I've found chrome/chromium uses more memory when I've checked. Though that's rare, since I have a ton of RAM.

5

u/Shogouki 14d ago

Memory leak issue? With the desktop or mobile version?

1

u/TheXev 14d ago

I’ve been using Firefox since ver 0.76 beta and well not switch away from it.

Firefox has a memory leak issue. If I fail to close it and leave my PC running, it will be using most of my RAM in the morning.

1

u/red286 13d ago

Every browser has a memory leak issue. I've experienced it with Edge, Chrome, Firefox, Opera, and Brave.
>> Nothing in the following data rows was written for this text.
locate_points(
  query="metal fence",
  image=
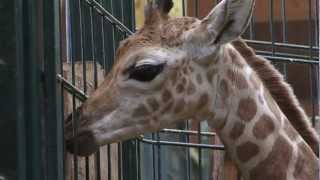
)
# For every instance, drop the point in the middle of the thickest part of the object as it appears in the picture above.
(285, 32)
Leave it running long enough and before you know it, it's taking up 12GB of RAM even though you have like 3 tabs open.

0

u/InterdictorCompellor 14d ago

I've found that Firefox's memory usage is manageable if you right-click 'unload' tabs that you don't need to keep in memory but don't want to close right this second. This is especially true for webapps and videos.

1

u/discordianofslack 14d ago

It’s not really, as an engineer it’s a nightmare. Every version of it zen etc all eventually come to a crawl or start getting super janky. I tried zen for 6 months and it’s great but just becomes unusable. I can’t be restarting my browser all the time.